Primary medullary hemorrhage. Report of four cases and review of the literature.
Primary medullary hemorrhage is uncommon. Its clinical profile and prognosis are not well known. We report four cases of medullary hemorrhage and a review of the English and French literature since 1964 to analyze the clinical presentation and prognosis.
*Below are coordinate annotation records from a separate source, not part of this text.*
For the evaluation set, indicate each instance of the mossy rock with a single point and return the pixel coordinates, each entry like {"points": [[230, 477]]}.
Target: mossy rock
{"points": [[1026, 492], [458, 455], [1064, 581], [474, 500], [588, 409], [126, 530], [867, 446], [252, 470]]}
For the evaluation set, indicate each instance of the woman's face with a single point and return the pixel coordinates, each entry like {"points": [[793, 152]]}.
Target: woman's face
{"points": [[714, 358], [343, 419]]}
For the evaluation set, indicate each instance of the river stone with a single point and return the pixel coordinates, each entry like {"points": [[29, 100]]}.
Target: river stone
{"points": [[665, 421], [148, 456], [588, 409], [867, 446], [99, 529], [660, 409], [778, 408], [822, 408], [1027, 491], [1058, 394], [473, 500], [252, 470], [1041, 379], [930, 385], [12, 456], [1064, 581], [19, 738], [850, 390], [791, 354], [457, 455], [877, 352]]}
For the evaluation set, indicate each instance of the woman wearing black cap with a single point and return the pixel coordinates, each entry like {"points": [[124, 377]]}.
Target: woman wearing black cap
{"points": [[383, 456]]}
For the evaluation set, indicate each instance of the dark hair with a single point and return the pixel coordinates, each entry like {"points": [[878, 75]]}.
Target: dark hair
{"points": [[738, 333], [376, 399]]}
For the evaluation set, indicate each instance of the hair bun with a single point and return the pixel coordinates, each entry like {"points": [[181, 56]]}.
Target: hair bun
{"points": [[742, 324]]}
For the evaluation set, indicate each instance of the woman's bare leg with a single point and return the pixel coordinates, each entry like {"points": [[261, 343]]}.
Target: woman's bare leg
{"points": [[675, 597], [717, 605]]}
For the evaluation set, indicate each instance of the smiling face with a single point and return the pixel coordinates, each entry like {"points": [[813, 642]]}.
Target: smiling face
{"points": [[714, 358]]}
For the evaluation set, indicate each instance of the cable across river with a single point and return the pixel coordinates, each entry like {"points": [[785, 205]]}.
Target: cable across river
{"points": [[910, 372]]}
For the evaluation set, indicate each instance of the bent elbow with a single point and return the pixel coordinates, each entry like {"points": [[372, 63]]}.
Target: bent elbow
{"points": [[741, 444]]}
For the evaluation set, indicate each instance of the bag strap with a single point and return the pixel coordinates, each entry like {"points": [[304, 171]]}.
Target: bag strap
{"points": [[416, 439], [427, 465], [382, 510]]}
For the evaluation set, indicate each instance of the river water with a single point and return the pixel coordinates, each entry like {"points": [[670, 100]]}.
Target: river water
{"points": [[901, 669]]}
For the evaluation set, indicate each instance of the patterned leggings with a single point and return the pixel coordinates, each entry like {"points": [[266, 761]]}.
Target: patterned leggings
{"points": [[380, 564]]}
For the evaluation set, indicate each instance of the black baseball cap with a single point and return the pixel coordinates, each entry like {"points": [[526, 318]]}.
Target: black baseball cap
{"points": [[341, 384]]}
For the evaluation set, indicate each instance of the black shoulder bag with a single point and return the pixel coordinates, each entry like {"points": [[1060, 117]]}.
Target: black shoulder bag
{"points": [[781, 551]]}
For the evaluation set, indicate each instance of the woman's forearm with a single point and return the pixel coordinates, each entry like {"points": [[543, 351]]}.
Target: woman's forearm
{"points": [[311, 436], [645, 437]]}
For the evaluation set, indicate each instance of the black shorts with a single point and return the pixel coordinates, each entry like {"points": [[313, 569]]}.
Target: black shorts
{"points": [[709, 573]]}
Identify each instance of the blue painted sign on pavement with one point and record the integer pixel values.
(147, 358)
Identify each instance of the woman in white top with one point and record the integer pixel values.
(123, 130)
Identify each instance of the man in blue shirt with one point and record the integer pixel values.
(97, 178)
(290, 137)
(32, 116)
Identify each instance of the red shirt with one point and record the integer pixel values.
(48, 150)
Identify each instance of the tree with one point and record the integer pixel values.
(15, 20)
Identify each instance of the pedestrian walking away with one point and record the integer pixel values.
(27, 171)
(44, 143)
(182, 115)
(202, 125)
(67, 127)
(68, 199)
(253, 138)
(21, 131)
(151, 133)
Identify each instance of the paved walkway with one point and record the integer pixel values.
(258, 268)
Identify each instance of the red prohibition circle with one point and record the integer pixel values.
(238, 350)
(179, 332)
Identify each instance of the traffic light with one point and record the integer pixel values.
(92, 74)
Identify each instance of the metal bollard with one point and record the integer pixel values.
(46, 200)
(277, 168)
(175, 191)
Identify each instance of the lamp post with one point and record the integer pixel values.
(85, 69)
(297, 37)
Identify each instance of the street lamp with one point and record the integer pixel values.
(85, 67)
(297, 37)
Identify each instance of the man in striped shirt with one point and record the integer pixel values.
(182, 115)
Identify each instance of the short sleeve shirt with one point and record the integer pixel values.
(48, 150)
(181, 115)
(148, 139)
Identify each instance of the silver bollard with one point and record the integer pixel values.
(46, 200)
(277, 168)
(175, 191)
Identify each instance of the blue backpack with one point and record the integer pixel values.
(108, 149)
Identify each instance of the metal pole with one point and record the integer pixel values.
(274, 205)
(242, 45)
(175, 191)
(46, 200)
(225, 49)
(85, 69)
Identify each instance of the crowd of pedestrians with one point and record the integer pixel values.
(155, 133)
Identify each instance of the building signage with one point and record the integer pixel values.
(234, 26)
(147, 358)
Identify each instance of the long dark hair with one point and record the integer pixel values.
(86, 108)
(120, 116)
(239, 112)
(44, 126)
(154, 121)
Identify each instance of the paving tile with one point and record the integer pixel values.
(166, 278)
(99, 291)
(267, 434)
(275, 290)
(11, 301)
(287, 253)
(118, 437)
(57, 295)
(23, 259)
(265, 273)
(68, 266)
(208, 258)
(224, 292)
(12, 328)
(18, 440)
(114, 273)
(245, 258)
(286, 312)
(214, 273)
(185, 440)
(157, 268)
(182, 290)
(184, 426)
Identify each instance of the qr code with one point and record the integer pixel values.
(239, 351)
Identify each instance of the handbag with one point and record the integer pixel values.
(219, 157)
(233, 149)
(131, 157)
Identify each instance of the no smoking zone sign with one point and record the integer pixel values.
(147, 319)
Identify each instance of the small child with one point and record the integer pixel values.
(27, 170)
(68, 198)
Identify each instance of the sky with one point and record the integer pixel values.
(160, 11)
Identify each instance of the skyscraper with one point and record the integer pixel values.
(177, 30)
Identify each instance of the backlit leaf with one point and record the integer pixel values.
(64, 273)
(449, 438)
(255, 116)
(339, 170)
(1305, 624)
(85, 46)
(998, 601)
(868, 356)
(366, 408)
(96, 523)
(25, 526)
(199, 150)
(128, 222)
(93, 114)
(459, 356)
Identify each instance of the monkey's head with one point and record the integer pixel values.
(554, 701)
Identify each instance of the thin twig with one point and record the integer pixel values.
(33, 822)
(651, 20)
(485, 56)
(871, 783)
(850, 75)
Of sixteen case reports of medullary hemorrhage reviewed from the literature, sixteen contained sufficient information for review and are included in this report. The age distribution of the patients was between 13 and 72 years, and 10 of these patients were men. The most frequent symptoms at onset were vertigo, sensory symptoms, and dysphagia. Presenting signs included palatal weakness, nystagmus, hypoglossal palsy, cerebellar ataxia, and limb weakness. The diagnosis was made at autopsy in 3 patients, at surgery in 3, by computed tomography in 4, and more recently by magnetic resonance imaging in 6. In nine instances the etiology of hemorrhage was undetermined; a ruptured vascular malformation was the cause in 3 patients, 1 was attributed to the use of anticoagulants, and hypertension was the suspected cause in the other 3 patients. Mortality rate was 19%; however, survivors generally had nonincapacitating sequelaes.
These findings indicate that primary medullary hemorrhage presents with a characteristic syndrome of sudden onset of headache and vertigo with neurological signs that correspond to various combinations of medial and lateral medullary involvement. In those patients who survive, prognosis usually is good.